Жизнь со взрослыми серьезными мужчинами у Барбары не получилась, расставание с Реджани было мучительным – может быть, она думала, что вот из этого мальчика вылепит того, кто ей нужен? Но он был всего лишь один из стаффа и колесил вместе со всеми ними по Европе. Лучше других знал, что в день концерта ее интересуют только хороший звук и свет – и еще чтобы в этот день к ней не обращались никогда и ни с чем, она не желала видеть ни поклонников, ни мэров городков, где выступала, которые приходили с букетами ее поприветствовать. Она даже не ела ничего толком – так, вода и бутерброды. Он на всю жизнь запомнил ее депрессии, когда в гостиничном номере или дома в Преси задергивались шторы, наглухо закрывались ставни, выключался телефон, прекращался всякий контакт с внешним миром и только работал телевизор – причем без звука, да горели крошечные красные бра, которые она почему-то любила и которые, как маячки, освещали ей путь только в одном направлении – к черно-белым клавишам. Горы лекарств, которые она возила с собой, снотворные (все равно спала три-четыре часа за ночь), антидепрессанты, стимуляторы, чтобы на концерте быть в форме. И кортизон, чтобы звучал голос. И многочасовые репетиции, которыми она умучивала своих музыкантов, чтобы звук был безупречным. “Да, мы вместе переживали божественные моменты на сцене, но в то же время мы были крепостными, которых в следующую секунду могли уволить…”
От пятидесяти до семидесяти концертов за сезон, вспоминал он, а было еще три или четыре сезона, когда концертов оказалось в среднем двести! Это были разные залы: и битком заполненные на курортах, и полупустые в деревнях, но везде она пела одинаково прекрасно. Однажды отключилось электричество, и все растерялись. Барбара решительно поставила на пианино две свечи и стала играть, вместе с ней в итоге пели и весь зал, и ее музыканты, которые спустились со сцены (их электронные инструменты были бесполезны) и сели среди зрителей. Минуты абсолютного счастья – ради них все и стоило терпеть!

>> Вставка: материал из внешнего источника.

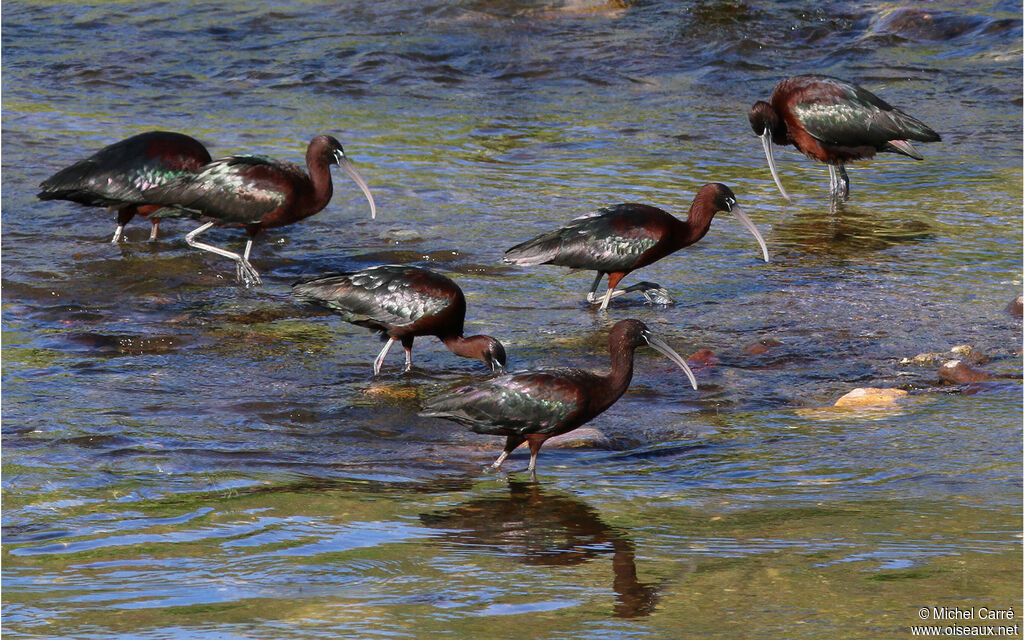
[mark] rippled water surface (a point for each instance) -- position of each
(184, 458)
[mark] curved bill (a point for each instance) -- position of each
(766, 140)
(346, 166)
(750, 226)
(662, 346)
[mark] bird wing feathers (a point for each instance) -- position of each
(610, 239)
(240, 189)
(851, 116)
(540, 401)
(370, 297)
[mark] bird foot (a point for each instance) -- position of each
(247, 274)
(654, 293)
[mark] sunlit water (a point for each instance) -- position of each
(184, 458)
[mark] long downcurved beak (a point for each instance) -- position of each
(660, 345)
(742, 217)
(766, 141)
(346, 166)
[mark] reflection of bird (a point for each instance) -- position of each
(116, 175)
(402, 302)
(534, 406)
(835, 122)
(544, 528)
(258, 193)
(624, 238)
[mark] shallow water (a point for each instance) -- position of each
(185, 458)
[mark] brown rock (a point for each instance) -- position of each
(704, 357)
(958, 372)
(1016, 306)
(969, 354)
(761, 346)
(584, 436)
(869, 396)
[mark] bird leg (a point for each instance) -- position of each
(496, 465)
(511, 442)
(379, 360)
(591, 296)
(844, 185)
(839, 181)
(654, 293)
(535, 449)
(124, 216)
(245, 271)
(613, 280)
(409, 358)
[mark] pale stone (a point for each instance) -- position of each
(585, 436)
(869, 396)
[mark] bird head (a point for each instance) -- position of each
(636, 334)
(767, 124)
(494, 355)
(331, 152)
(724, 200)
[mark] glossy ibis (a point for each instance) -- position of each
(258, 193)
(835, 122)
(534, 406)
(116, 175)
(621, 239)
(402, 302)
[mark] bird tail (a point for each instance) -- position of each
(540, 250)
(903, 147)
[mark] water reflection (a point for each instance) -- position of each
(845, 229)
(546, 528)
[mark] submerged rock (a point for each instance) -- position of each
(1016, 306)
(962, 351)
(870, 396)
(702, 357)
(392, 391)
(761, 346)
(584, 436)
(969, 353)
(958, 372)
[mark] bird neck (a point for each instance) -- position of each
(473, 346)
(617, 379)
(320, 175)
(696, 223)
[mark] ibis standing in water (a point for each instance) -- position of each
(258, 193)
(116, 175)
(402, 302)
(621, 239)
(534, 406)
(835, 122)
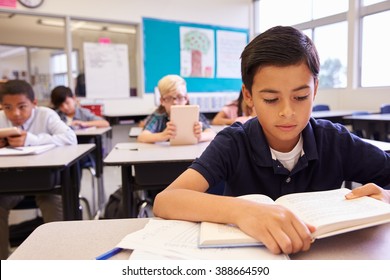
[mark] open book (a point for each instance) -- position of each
(328, 211)
(9, 131)
(28, 150)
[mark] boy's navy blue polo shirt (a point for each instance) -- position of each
(240, 156)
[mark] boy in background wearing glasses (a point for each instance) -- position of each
(158, 128)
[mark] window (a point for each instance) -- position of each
(324, 21)
(333, 56)
(335, 34)
(375, 55)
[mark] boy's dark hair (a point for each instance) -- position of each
(59, 95)
(15, 87)
(278, 46)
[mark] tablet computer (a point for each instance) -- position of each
(9, 131)
(184, 117)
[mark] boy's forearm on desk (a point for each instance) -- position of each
(194, 206)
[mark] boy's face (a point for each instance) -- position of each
(283, 98)
(68, 107)
(17, 108)
(173, 98)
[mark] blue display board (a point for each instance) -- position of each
(162, 55)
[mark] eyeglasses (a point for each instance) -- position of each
(179, 98)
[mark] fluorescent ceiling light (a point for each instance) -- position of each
(87, 26)
(51, 22)
(121, 30)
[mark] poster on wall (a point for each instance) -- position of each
(197, 57)
(106, 70)
(230, 45)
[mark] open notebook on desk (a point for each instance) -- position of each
(173, 239)
(29, 150)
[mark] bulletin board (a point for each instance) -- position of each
(206, 56)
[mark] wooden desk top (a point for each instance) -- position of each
(373, 117)
(78, 240)
(92, 131)
(332, 113)
(133, 153)
(385, 146)
(58, 156)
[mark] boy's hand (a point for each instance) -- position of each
(198, 130)
(277, 227)
(17, 141)
(371, 190)
(3, 142)
(169, 132)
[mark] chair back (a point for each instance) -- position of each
(321, 107)
(97, 109)
(385, 109)
(360, 113)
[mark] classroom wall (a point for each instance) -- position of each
(234, 13)
(231, 13)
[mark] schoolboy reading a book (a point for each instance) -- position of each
(71, 113)
(283, 150)
(39, 125)
(158, 128)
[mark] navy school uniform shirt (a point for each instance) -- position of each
(240, 156)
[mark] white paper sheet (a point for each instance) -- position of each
(172, 239)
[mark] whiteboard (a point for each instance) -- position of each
(106, 70)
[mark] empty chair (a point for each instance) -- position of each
(385, 109)
(321, 107)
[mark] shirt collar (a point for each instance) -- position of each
(261, 153)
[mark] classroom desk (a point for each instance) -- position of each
(335, 116)
(155, 166)
(373, 123)
(77, 240)
(34, 174)
(96, 136)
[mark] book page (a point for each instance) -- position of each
(9, 131)
(330, 211)
(172, 239)
(29, 150)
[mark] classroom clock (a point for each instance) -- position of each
(31, 3)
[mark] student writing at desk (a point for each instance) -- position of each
(70, 112)
(158, 128)
(76, 117)
(283, 150)
(40, 125)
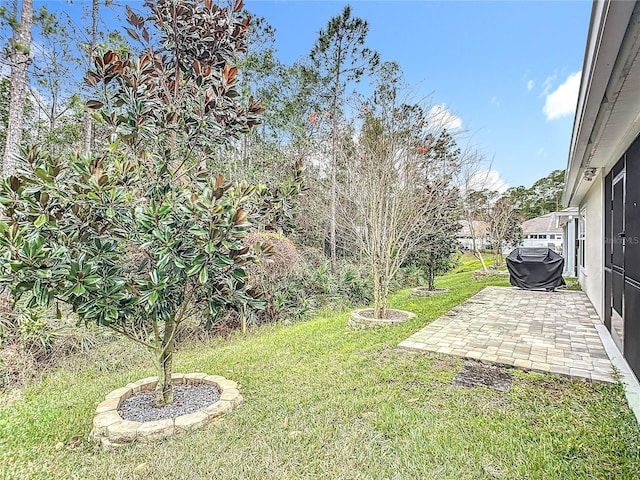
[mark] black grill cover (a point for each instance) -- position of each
(535, 268)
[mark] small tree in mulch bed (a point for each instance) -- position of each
(399, 180)
(141, 236)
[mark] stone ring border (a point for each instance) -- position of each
(110, 430)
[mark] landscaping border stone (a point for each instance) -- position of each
(359, 321)
(111, 431)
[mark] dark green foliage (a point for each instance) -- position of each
(142, 236)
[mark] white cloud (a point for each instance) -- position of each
(562, 101)
(442, 117)
(548, 83)
(487, 180)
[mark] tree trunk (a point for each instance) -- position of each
(380, 293)
(88, 121)
(332, 221)
(479, 256)
(21, 43)
(164, 389)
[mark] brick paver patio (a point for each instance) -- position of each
(535, 330)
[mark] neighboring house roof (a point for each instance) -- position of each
(543, 224)
(607, 117)
(480, 228)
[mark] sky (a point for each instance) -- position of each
(507, 71)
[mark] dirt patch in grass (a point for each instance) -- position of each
(475, 374)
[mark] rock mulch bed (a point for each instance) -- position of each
(363, 318)
(187, 398)
(112, 430)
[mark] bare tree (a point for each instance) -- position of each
(339, 57)
(91, 48)
(398, 184)
(471, 178)
(19, 58)
(504, 226)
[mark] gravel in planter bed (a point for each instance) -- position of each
(187, 398)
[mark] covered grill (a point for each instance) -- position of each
(531, 268)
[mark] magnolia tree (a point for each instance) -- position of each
(142, 236)
(399, 181)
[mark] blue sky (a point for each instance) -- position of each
(506, 70)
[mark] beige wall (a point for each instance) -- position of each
(591, 276)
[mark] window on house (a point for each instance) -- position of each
(582, 226)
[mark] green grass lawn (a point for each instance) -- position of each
(325, 402)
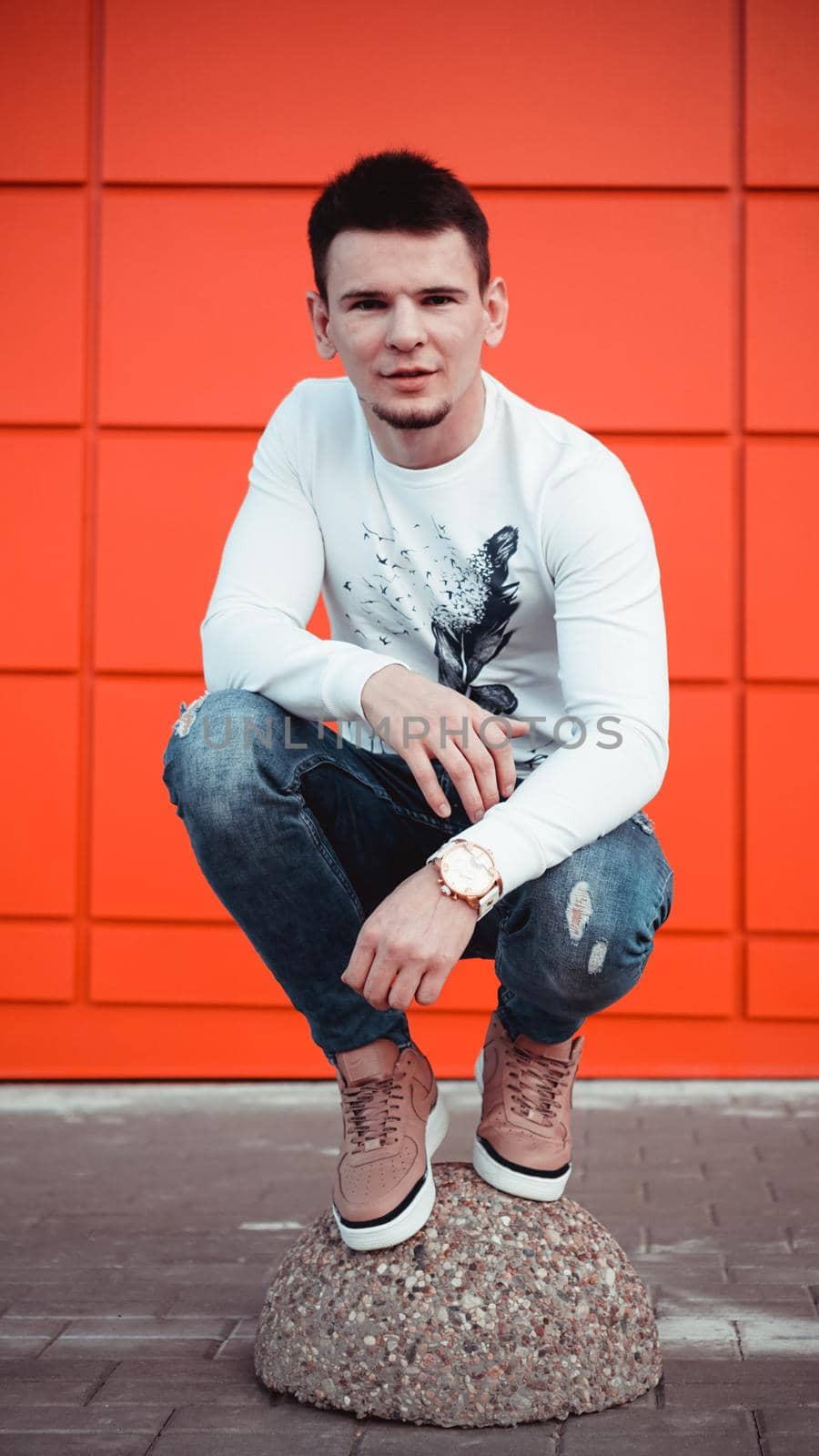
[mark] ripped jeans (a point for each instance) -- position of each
(302, 834)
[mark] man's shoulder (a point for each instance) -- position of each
(570, 443)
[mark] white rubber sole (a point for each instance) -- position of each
(511, 1179)
(411, 1218)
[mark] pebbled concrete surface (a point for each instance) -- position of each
(142, 1223)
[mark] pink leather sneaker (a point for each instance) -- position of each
(394, 1120)
(523, 1139)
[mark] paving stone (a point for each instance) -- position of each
(66, 1382)
(75, 1443)
(15, 1346)
(780, 1336)
(733, 1300)
(181, 1382)
(138, 1347)
(698, 1334)
(651, 1433)
(142, 1420)
(790, 1431)
(746, 1383)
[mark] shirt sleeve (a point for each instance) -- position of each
(612, 666)
(254, 631)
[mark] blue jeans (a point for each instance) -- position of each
(302, 834)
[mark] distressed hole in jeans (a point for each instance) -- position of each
(643, 822)
(596, 957)
(579, 909)
(187, 715)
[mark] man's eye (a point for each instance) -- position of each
(363, 302)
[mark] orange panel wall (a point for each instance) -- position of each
(651, 174)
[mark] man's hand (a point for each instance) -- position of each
(410, 944)
(430, 721)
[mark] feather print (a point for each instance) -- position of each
(472, 631)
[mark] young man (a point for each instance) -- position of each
(499, 673)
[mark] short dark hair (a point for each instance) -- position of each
(397, 191)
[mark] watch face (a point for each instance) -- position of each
(467, 871)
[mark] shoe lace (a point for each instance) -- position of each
(370, 1111)
(537, 1084)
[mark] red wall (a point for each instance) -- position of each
(649, 171)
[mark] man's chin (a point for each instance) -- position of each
(411, 417)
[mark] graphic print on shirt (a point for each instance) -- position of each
(471, 628)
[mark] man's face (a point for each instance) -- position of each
(405, 302)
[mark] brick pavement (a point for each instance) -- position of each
(142, 1225)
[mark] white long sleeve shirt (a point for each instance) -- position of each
(522, 572)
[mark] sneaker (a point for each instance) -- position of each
(523, 1139)
(394, 1120)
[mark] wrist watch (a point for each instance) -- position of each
(467, 871)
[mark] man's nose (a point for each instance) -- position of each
(405, 325)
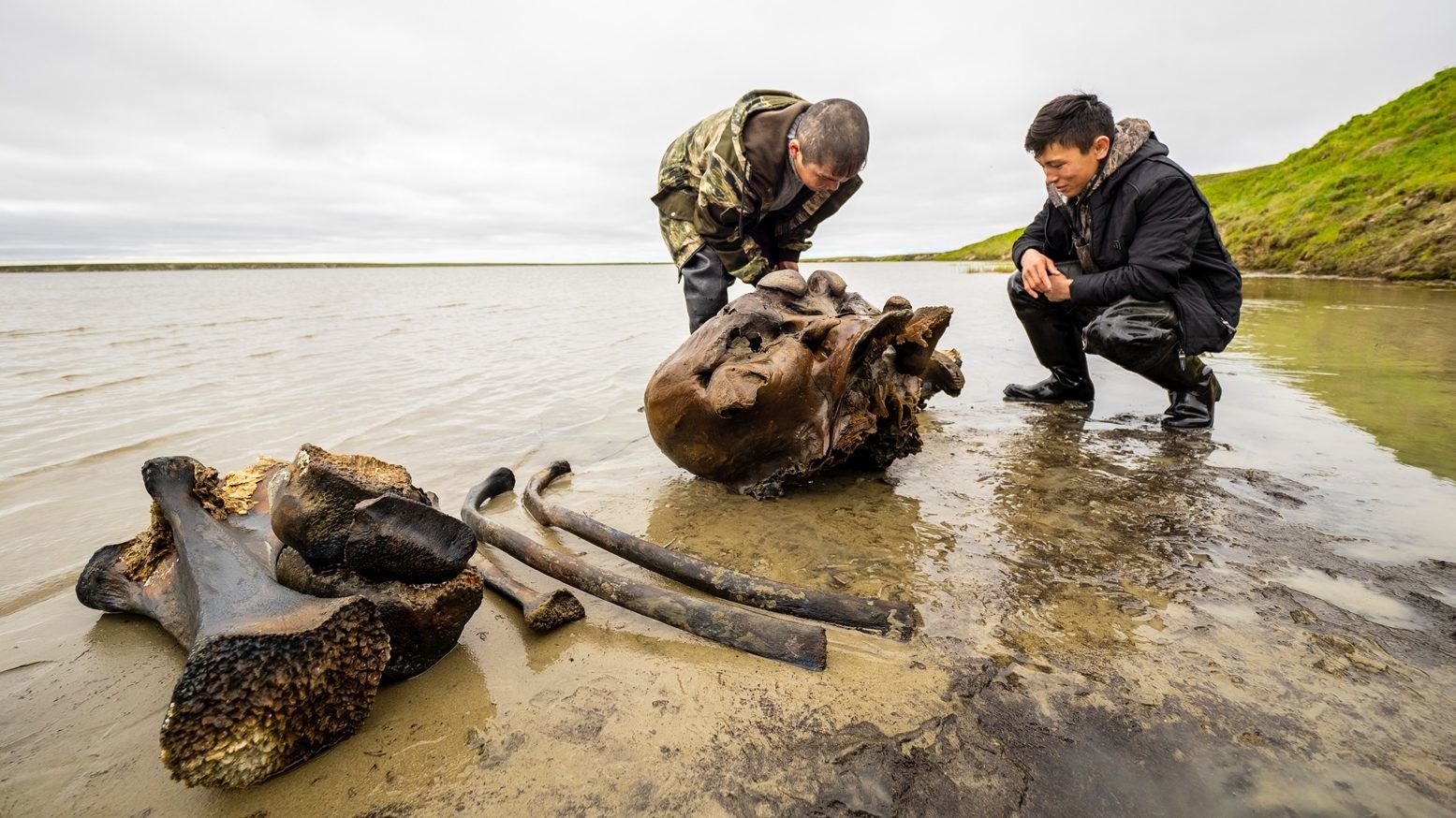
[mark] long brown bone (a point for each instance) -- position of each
(542, 610)
(883, 616)
(791, 642)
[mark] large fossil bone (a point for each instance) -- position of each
(727, 624)
(797, 377)
(375, 534)
(422, 621)
(314, 500)
(883, 616)
(272, 677)
(542, 610)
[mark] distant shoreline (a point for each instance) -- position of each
(143, 267)
(147, 267)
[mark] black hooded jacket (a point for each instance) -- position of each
(1155, 241)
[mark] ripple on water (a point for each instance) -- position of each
(1354, 597)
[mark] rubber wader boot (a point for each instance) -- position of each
(1191, 389)
(1060, 351)
(1193, 408)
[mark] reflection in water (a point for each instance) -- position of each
(1379, 356)
(1101, 523)
(846, 532)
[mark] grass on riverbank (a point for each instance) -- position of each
(1376, 197)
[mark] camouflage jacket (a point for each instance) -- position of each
(703, 196)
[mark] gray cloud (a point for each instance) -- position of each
(472, 131)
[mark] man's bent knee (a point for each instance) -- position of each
(1127, 330)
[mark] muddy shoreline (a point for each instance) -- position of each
(1117, 619)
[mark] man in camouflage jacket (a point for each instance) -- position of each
(742, 193)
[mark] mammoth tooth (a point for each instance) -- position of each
(272, 677)
(399, 539)
(314, 500)
(787, 281)
(916, 343)
(422, 621)
(828, 283)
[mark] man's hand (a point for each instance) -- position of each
(1037, 271)
(1060, 288)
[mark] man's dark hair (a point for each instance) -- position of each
(1073, 120)
(834, 134)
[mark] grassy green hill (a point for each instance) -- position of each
(1375, 197)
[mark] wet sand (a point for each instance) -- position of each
(1117, 619)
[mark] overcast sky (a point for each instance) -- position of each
(532, 131)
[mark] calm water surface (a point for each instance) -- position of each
(1101, 565)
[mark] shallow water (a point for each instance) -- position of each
(1115, 618)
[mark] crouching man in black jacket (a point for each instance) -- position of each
(1123, 261)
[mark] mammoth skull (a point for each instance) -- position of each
(797, 377)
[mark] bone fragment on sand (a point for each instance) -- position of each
(272, 677)
(749, 631)
(883, 616)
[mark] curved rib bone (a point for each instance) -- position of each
(272, 677)
(736, 628)
(883, 616)
(542, 610)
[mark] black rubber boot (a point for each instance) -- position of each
(705, 287)
(1193, 408)
(1057, 343)
(1191, 389)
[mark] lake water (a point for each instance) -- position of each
(1117, 618)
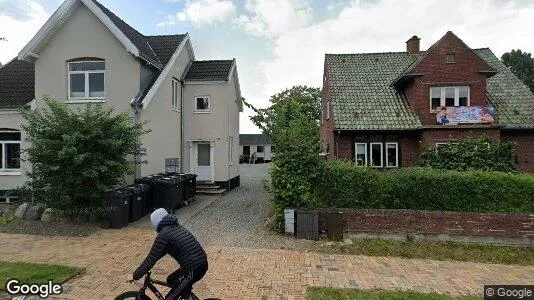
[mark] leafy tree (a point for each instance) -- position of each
(292, 122)
(78, 155)
(522, 65)
(308, 99)
(482, 154)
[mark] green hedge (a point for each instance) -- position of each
(344, 185)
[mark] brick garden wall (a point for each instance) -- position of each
(434, 222)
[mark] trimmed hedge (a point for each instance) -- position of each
(345, 185)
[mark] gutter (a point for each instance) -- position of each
(182, 83)
(137, 114)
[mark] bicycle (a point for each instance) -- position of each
(149, 283)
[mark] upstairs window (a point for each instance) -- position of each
(202, 104)
(87, 80)
(9, 151)
(449, 96)
(175, 93)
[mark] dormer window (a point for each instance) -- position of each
(87, 80)
(449, 96)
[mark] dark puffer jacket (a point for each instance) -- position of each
(178, 242)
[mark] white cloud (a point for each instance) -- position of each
(202, 12)
(273, 18)
(19, 20)
(298, 53)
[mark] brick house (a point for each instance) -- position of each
(383, 109)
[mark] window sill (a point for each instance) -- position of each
(10, 173)
(79, 101)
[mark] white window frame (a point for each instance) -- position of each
(356, 154)
(396, 155)
(456, 95)
(381, 155)
(3, 169)
(231, 150)
(86, 97)
(202, 111)
(175, 98)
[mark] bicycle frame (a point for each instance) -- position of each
(150, 284)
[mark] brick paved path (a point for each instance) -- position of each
(239, 273)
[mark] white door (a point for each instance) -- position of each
(204, 161)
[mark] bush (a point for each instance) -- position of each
(347, 186)
(78, 155)
(483, 154)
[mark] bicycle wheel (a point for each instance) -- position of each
(134, 295)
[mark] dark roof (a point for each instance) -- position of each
(363, 97)
(512, 99)
(254, 139)
(17, 81)
(164, 46)
(209, 70)
(134, 36)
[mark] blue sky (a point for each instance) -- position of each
(281, 43)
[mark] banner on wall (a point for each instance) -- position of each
(476, 114)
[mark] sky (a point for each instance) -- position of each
(282, 43)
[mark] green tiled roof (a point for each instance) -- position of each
(363, 97)
(513, 101)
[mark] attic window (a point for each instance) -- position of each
(86, 80)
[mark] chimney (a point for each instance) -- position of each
(412, 45)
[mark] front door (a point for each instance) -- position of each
(204, 161)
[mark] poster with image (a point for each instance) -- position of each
(477, 114)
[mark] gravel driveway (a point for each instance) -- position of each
(235, 219)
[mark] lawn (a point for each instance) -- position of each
(347, 294)
(434, 250)
(35, 273)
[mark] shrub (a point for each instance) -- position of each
(483, 154)
(78, 155)
(347, 186)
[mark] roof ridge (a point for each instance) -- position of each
(164, 35)
(366, 53)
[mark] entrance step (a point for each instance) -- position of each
(212, 192)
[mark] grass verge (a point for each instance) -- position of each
(35, 273)
(434, 250)
(316, 293)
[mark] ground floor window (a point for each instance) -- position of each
(361, 154)
(392, 155)
(9, 151)
(377, 154)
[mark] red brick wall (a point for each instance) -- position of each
(434, 222)
(327, 125)
(464, 71)
(524, 153)
(429, 137)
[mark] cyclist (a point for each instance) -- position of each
(178, 242)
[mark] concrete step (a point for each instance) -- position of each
(211, 192)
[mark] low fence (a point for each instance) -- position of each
(497, 225)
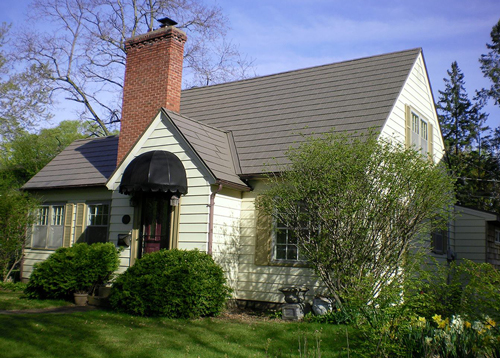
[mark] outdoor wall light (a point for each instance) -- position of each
(174, 200)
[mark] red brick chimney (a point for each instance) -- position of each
(153, 78)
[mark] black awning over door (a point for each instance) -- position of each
(156, 171)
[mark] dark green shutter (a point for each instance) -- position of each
(80, 222)
(68, 225)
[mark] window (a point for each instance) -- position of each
(285, 243)
(97, 224)
(419, 133)
(49, 227)
(439, 241)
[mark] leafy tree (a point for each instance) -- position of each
(27, 153)
(490, 64)
(356, 206)
(24, 95)
(16, 214)
(84, 52)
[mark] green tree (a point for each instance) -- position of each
(490, 64)
(356, 205)
(16, 215)
(468, 144)
(27, 153)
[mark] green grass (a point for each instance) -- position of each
(102, 333)
(13, 301)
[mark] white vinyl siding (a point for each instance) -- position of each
(262, 282)
(226, 238)
(416, 95)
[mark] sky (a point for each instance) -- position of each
(283, 35)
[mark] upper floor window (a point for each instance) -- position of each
(97, 223)
(419, 133)
(48, 228)
(439, 241)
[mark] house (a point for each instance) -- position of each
(473, 235)
(188, 165)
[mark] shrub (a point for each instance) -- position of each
(171, 283)
(12, 286)
(80, 268)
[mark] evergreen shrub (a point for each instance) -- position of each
(173, 284)
(80, 268)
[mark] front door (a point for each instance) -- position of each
(155, 223)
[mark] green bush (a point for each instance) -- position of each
(12, 286)
(80, 268)
(171, 283)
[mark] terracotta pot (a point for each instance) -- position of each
(81, 299)
(294, 294)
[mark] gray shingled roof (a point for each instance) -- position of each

Ее самым большим жестом в его сторону стало его имя на фронтоне “Олимпии” в 1977-м. Хотя где-то с 1974-го он уже работает и с энергичной характерной певицей Мари-Поль Белл, автором знаменитой песни
Теперь самое время сказать о разрыве – а она была мастерица разрывов. Конечно, они оба уже устали друг от друга, но, как супруги в долгом браке, боялись нарушить хрупкое равновесие, решиться на перемены. В такие моменты судьба посылает того, кого потом назовут виновником расставания, но это, конечно, не так. На этот раз судьба выбрала не кого-нибудь, а Жерара Депардье. К 1986 году – времени их с Барбарой спектакля “Лили Пасьон” – он уже один из первых, если не первый актер Франции, снявшийся в знаменитых “Вальсирующих” Бертрана Блие, в “Двадцатом веке” у Бертолуччи, “Последнем метро” Трюффо и еще во многих и многих фильмах. Он будет с ней петь и играть в новом спектакле, сценарий которого она писала три года. Роланд нервничает: появляется новый серьезный персонаж, к тому же все видят, что Барбара уже не та, и голос не тот, и ей пятьдесят шесть лет, наконец. Уже на репетициях ему все это кажется фальшивым. Она, видя его недовольную мину, отсылает его в комнату для отдыха. Уходя, он сталкивается с Депардье и говорит, что то, чем они уже две недели занимаются, это дерьмо –
– Итак, я делаю дерьмо?
– Я не говорю так, я считаю, что то, что мы делаем в течение пятнадцати дней, не укладывается в голове и ведет в тупик. Ты не актриса, ты женщина, которая поет! Ты собираешься повторить провал спектакля “Мадам”?!